# Rear Queen Slide - Corrugated Black Plastic Underneath



## where'smycoffee (Jan 28, 2007)

Hi everyone,

I actually haven't been on here much since we bought our OB in March, it's good to be back. Question for everyone. My wife noticed today when she went to storage to load our OB for a weekend getaway that there was something hanging down under the rear queen slide while it was in. I went to look at it when I got home. It appears that the black corrugated vapor barrier has fallen off. It looks like the glue gave way and then the plastic tore from the screw that run down the underneath side of the slide.

My question is has this happened to anyone, and did you fix it yourself or take the trailer back to the dealer? I could take it to the dealer but that's over 2 hours away and we are planning a week long trip in another week so I'm afraid I wouldn't get it back in time.

I wonder if I can just fix it myself. I could use some locktite or try to staple through the plastic to the plywood. I also thought about improving the design by running strips of wood on the top side of the plywood and then screwing up from the bottom through the plastic into the strips.

Any thoughts would be much appreciated!

Thanks,
Stephen


----------



## outdrs1 (Apr 22, 2005)

I looked at four new Outbacks at a dealer yesterday and all of them had the black covering coming loose on the slide. My 05 26rs had bubbles where the glue was coming loose. Seems to get worse with heat.


----------



## CamperAndy (Aug 26, 2004)

Often you can just push it back up and it will stick back in place. It does get worse when hot but mine stopped bubbling after the first summer. If it is torn then get the dealer to replace it if the trailer is still under warranty.


----------



## where'smycoffee (Jan 28, 2007)

CamperAndy said:


> Often you can just push it back up and it will stick back in place. It does get worse when hot but mine stopped bubbling after the first summer. If it is torn then get the dealer to replace it if the trailer is still under warranty.


Thanks CamperAndy,

Mine actually came completely out on one side. I don't think they cut that plastic piece to the right size. I pushed it back up and under the trim on the side and then I drilled a few more holes and put screws in to try to hold it in place. It still bubbles but at least it's back where it belongs and I can open and close the slide.









I know it can't be cut right because it puts so much pressure on one side of the box that the metal trim is tweaked out and isn't flush with the side of the queen side box.

Thanks,
Stephen


----------



## mikej997 (May 31, 2006)

I found bubbles in mine on the PDI and the dealer ordered a new sheet of plastic to replace it. Several months later, at the end of camping season, I took it in. When I got the trailer back I just parked it for the winter. In the spring I found the new replaced sheet laying on the floor inside under the slide. I took it back and they put on another new one. It is now pulling loose as well. I should have left the factory one on. I also wish that there was any alternative dealer I could take my trailer to near here.







My local dealer's service department is so pathetic that I have to decide if I am willing to live with a problem, fix it myself, or risk having the dealer work on it and make everything worse.

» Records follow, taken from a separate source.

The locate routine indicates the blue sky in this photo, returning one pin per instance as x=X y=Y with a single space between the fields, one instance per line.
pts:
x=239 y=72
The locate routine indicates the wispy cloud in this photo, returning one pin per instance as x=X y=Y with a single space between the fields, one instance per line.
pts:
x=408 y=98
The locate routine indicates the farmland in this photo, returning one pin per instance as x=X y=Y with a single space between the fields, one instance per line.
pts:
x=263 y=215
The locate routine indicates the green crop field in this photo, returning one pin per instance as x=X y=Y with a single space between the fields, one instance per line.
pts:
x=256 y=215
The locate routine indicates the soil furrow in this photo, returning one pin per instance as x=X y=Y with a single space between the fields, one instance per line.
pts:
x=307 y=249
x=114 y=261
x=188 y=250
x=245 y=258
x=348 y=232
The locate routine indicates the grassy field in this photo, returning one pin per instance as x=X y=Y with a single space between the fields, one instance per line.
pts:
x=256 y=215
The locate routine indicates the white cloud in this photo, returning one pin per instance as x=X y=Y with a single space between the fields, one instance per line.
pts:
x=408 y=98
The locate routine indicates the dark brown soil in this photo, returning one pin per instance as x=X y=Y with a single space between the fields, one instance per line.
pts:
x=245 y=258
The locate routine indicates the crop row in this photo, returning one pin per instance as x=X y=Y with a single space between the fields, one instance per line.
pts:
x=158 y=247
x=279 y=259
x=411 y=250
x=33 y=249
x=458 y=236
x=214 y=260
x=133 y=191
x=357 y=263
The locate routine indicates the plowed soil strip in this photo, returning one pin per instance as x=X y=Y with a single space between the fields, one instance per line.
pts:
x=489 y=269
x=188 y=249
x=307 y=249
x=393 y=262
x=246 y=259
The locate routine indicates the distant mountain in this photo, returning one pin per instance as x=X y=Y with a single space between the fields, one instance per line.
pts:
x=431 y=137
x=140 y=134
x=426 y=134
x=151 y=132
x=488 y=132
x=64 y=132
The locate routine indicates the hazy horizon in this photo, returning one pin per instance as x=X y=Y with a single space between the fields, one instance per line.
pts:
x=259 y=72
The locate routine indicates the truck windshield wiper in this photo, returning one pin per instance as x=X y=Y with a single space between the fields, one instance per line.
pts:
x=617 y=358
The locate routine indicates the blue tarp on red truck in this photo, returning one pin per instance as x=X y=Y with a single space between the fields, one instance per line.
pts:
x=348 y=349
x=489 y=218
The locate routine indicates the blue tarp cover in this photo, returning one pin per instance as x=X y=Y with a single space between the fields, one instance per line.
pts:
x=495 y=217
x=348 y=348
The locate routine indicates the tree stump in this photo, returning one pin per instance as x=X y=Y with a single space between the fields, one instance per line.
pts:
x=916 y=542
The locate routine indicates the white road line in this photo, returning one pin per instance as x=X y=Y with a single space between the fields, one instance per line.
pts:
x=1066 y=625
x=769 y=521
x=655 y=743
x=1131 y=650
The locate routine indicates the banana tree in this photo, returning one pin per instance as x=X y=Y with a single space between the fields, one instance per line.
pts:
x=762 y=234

This slide undercovering is not the only problem that they have made worse.

Mike


----------



## Gary (Dec 9, 2007)

I have the same problem. Not only the glue let go. But the plastic actually cracked from the front to the back of the slide. The plastic has seem to expanded or the plywood shrunk. Not sure how to fix it.
I was thinking of removing the plastic and just putting plastic where the bottom wheels of the slide out ride.
Mine is past warranty.
Gary


----------



## mmonti (Jun 27, 2007)

Use contact cement to stick it back on, get a short nap roller and roll a thin even coat will probably never come off again, the hard part will be holding it in place until it dries completely, Read the instructions on the can.


----------



## CamperAndy (Aug 26, 2004)

mmonti said:


> Use contact cement to stick it back on, get a short nap roller and roll a thin even coat will probably never come off again, the hard part will be holding it in place until it dries completely, Read the instructions on the can.


To hold it in place use a sheet of ply wood with a couple of strong backs on it and a couple of brace legs. You can use scarp wood for all of this as it is only to hold the sheet in place until the glue dries.


----------